# Animaniacs



## CadanceXShiningArmor4Ever (Feb 19, 2013)

Who remembers this show that aired in the 1990s on Fox and later the WB? It was one of the better TV cartoons rolled out by Warner Bros. in the past 23 years. I just got back into it, thanks to reruns on The Hub.


----------



## DarkAura (Feb 19, 2013)

Oh, I've seen a few reruns of it on the Hub. So far, I'm liking the Slappy Squirrel and Rita and Runt cartoons.


----------



## Jolty (Feb 19, 2013)

best cartoon ever ever ever ever imo
....i need to get the last lot of episodes on dvd, i've been waiting like 6 years for it gvhfjg


----------



## LadyJirachu (Feb 20, 2013)

That show is awesome XD Wakko and Dot are adorable. ^^


----------



## Frostagin (Feb 22, 2013)

I love Animaniacs.
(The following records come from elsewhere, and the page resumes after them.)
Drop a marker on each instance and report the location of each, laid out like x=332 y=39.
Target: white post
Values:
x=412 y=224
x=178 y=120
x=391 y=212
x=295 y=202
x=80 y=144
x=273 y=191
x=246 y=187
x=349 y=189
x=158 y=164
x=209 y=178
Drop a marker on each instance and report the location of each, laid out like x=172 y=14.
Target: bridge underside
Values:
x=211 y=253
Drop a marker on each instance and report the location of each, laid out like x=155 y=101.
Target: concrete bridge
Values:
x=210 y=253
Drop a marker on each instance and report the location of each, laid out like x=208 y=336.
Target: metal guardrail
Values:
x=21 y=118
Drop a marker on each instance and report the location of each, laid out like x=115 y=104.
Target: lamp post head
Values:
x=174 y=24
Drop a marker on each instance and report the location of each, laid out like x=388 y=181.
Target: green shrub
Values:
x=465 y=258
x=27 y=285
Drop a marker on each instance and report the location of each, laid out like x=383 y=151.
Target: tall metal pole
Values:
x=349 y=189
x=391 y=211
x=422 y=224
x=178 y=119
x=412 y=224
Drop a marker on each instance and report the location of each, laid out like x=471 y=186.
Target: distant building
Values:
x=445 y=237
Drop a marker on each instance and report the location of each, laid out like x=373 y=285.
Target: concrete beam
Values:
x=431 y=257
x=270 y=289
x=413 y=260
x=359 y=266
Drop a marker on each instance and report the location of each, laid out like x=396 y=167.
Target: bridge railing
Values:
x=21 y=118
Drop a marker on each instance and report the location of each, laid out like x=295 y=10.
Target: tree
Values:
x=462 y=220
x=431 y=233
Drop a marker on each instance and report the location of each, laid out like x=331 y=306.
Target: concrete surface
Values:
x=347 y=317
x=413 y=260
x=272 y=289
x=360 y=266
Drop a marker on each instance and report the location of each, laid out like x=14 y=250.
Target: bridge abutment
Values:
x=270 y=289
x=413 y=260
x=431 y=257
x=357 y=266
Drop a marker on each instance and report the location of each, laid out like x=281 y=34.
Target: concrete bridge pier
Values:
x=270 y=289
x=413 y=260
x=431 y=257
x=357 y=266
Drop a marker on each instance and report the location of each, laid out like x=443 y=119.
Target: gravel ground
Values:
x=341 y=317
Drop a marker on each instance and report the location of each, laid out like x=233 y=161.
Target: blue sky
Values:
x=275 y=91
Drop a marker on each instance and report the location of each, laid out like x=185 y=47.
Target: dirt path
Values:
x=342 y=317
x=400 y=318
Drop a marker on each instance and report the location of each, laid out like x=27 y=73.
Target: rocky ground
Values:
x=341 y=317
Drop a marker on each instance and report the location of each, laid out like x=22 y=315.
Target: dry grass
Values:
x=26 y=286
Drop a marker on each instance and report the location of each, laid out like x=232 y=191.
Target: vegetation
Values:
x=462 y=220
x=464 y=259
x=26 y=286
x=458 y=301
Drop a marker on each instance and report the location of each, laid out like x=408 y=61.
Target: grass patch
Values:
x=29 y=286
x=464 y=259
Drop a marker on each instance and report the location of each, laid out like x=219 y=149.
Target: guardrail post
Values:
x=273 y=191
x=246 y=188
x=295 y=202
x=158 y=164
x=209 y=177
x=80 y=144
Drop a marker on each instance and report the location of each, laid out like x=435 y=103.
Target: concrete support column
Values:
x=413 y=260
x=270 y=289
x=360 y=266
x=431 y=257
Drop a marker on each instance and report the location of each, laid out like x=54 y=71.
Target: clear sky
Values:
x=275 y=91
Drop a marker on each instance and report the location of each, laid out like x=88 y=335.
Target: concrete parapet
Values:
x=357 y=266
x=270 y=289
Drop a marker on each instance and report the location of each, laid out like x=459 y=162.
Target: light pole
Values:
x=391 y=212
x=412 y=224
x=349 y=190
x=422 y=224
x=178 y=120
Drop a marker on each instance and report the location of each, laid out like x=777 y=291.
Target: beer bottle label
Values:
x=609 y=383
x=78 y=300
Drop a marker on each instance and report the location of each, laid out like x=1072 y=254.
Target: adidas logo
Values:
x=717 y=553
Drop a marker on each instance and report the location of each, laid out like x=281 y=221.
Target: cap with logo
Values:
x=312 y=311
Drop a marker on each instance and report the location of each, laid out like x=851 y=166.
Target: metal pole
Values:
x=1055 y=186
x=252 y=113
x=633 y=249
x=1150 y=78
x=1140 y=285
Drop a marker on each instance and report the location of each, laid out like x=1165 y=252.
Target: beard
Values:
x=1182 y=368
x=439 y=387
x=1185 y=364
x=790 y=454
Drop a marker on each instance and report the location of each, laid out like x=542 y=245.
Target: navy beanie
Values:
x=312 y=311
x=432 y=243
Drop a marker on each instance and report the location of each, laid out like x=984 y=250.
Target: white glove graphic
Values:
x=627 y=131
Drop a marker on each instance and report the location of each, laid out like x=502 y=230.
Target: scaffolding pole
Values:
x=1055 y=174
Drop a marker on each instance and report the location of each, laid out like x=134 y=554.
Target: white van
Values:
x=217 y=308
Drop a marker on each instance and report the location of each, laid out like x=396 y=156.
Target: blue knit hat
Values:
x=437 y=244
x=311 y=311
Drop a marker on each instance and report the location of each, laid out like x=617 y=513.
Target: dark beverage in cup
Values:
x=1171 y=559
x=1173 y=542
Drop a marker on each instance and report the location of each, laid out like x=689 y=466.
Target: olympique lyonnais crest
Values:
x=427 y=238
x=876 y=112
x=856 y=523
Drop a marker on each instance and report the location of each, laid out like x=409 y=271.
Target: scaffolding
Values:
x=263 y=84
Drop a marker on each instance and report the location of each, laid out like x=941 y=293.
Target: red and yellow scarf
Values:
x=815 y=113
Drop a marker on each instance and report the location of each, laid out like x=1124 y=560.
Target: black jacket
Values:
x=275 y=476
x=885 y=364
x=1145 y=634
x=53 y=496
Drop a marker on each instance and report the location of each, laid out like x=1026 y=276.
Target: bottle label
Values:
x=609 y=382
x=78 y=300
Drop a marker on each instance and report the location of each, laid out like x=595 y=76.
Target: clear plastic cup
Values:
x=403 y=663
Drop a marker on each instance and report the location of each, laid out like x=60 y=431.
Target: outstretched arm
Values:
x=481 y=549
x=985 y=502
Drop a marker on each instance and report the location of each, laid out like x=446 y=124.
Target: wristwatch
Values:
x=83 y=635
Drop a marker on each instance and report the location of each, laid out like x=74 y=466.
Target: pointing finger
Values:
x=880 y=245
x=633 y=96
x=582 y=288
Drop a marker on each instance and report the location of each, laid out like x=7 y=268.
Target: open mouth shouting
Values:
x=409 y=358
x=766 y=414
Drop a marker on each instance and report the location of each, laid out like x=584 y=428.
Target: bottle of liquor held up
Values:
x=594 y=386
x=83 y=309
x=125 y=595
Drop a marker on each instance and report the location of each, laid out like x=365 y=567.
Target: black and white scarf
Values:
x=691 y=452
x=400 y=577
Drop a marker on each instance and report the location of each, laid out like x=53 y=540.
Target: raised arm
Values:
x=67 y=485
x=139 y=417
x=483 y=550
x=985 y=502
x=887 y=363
Period. I LOVE IT.


----------



## Scootaloo (Feb 22, 2013)

I remember watching several episodes of it last year during history 
they were really good and Wakko and Dot are so cute :D


----------



## Blastoise Fortooate (Feb 22, 2013)

Love this show.


----------



## Ether's Bane (Feb 22, 2013)

I plan to torrent it sometime. It seems amazing.


----------